Identification of Rho family members
The protein sequence of CDC-42 in human was downloaded from Uniprot (https://beta.uniprot.org/) with entry ID P60953 (Bateman et al 2021). The sequence of CDC-42 in human was aligned to protein domain database in Pfam (http://pfam.xfam.org/) to search for the corresponding HMM model file, with accession number of PF00071.23 (Mistry et al. 2021). After getting HMM file of Ras domain, we searched all protein sequences of 8 Gossypium sequences (3 diploids, i.e., G. arboreum, G.herbaceum, and G.raimondii; 5 allopolyploids, i.e., G. hirustum, G. barbadense, G.tomentosum, G. mustelinum, and G. darwinii) by hmmscan programme in HMMER (v.3.3.2) to detect proteins with Ras domain (Eddy 2009). E-value and domE value of hmmscan were both set as 1e-5. These proteins were aligned to the protein database in uniprot by blastp (v.2.9.0 +) to further identify these detected proteins' functions (Altschul et al. 1990).
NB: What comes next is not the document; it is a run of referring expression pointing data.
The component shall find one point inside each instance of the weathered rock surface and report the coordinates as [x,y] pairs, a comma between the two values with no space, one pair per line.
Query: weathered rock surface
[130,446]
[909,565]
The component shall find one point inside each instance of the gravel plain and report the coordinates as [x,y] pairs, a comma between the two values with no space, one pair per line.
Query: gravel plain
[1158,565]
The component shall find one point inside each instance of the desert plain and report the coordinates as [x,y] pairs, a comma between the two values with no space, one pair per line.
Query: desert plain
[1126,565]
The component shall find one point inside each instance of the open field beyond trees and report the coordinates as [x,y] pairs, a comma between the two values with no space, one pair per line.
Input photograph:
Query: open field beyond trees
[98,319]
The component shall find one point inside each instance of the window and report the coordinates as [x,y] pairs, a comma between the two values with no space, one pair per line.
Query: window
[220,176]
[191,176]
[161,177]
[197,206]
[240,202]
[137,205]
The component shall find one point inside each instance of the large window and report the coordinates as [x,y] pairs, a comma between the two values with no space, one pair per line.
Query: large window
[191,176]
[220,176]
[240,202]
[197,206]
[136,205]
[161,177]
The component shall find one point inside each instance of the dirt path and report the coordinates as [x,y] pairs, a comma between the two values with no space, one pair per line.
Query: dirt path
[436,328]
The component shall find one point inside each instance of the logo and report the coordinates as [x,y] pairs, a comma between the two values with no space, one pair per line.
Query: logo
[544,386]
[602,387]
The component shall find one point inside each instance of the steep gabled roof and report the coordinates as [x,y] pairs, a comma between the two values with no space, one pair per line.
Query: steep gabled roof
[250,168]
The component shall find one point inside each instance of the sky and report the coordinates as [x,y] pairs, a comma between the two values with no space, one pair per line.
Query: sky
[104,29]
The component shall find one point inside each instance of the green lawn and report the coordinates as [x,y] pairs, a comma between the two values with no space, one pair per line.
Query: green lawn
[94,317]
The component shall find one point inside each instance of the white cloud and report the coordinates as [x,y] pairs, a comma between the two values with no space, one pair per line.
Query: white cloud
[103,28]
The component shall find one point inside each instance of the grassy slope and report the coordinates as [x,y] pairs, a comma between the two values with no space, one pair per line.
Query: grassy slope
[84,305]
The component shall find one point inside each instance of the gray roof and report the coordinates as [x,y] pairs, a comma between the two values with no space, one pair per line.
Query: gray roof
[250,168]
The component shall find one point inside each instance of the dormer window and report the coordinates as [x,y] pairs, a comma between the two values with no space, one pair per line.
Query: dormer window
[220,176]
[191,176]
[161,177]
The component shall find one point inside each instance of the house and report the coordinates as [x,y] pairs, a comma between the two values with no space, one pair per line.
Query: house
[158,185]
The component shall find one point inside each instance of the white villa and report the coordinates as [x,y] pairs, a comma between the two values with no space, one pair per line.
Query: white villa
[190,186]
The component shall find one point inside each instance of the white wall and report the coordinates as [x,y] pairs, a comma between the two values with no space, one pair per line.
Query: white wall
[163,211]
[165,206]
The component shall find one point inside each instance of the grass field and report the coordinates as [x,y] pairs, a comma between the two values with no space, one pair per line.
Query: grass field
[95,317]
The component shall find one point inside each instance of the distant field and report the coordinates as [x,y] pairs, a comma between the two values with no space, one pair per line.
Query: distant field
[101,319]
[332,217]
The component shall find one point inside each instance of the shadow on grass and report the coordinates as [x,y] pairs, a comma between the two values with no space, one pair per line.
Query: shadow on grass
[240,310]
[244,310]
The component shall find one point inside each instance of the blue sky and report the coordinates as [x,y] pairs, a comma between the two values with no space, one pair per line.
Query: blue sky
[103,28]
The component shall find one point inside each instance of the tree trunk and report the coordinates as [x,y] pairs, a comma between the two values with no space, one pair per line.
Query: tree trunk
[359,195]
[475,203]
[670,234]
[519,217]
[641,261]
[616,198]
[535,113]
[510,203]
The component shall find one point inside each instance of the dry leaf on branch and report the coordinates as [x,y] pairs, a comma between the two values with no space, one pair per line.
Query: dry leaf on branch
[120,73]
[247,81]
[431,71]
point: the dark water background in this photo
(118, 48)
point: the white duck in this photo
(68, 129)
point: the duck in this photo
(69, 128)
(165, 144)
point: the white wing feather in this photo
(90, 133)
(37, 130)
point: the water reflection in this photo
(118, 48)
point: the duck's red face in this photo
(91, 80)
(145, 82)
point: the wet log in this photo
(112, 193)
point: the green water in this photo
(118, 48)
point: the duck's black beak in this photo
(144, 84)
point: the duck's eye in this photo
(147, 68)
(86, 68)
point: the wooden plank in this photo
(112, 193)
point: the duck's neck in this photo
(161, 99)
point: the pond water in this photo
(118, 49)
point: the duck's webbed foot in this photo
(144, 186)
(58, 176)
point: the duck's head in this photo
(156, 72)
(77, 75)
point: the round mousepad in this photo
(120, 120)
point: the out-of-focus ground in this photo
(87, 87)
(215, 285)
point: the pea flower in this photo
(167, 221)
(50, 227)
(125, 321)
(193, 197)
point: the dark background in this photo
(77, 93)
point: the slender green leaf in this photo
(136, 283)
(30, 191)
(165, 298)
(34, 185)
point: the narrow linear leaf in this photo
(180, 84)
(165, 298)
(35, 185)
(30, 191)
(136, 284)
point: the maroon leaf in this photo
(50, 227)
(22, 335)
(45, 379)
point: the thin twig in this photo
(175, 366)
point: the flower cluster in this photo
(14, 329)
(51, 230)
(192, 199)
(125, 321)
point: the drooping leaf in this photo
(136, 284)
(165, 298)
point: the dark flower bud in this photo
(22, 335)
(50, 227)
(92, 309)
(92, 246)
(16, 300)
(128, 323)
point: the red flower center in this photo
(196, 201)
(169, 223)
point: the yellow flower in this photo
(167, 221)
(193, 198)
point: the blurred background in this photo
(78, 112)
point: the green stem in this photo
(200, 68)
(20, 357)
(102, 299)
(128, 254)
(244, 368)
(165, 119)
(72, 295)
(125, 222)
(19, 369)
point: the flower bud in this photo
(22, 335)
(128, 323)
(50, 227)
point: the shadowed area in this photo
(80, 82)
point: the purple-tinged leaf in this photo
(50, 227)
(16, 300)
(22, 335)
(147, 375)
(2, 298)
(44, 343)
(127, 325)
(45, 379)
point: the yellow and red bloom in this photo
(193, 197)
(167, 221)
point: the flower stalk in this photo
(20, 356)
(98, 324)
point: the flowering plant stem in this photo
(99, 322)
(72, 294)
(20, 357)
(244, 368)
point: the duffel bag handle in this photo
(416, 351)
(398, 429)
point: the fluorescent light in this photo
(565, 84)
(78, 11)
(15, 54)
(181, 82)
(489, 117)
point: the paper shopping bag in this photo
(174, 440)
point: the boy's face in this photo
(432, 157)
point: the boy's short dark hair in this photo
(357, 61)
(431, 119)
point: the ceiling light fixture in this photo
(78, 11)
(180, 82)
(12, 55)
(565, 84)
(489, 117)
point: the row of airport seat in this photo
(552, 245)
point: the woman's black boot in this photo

Calculation for identical site rate among Rho proteins
Identical site rates (ISRs) among Rho proteins from 8 Gossypium species were used to evaluate protein conservation during cotton evolution. The calculation for identical rates was based on the results of multi-alignment. Here, we took the calculation of identical rate in A1-A1 as example. All 158 Rho proteins identified in G. herbaceum were collected and analyzed in muscle (v.3.8.1551) for multi-alignment. The result of multi-alignment was presented as a fasta file. For each site in the fasta file, the number of protein sequences which were not aligned to other sequences at this site was counted to calculate ISR. The mean identical rates calculated from each site among Rho proteins were used to demonstrate the intra-genomic conservation. As for inter-genomic conservation (taking A1-At as example), Rho proteins from G. herbaceum and A sub-genomes of tetraploids were collected. All Rho protein sequences were aligned to each other by muscle (v.3.8.1551) and ISR for each site was calculated in the same way that applied in evaluation of intra-genomic conservation. In the aligned fasta file, the length of each sequence was equal, and sequences with less than 5% unaligned sites were abandoned for the subsequent identical rate calculation. t-test for comparsion of identical rates between 2 groups were performed through python package stats.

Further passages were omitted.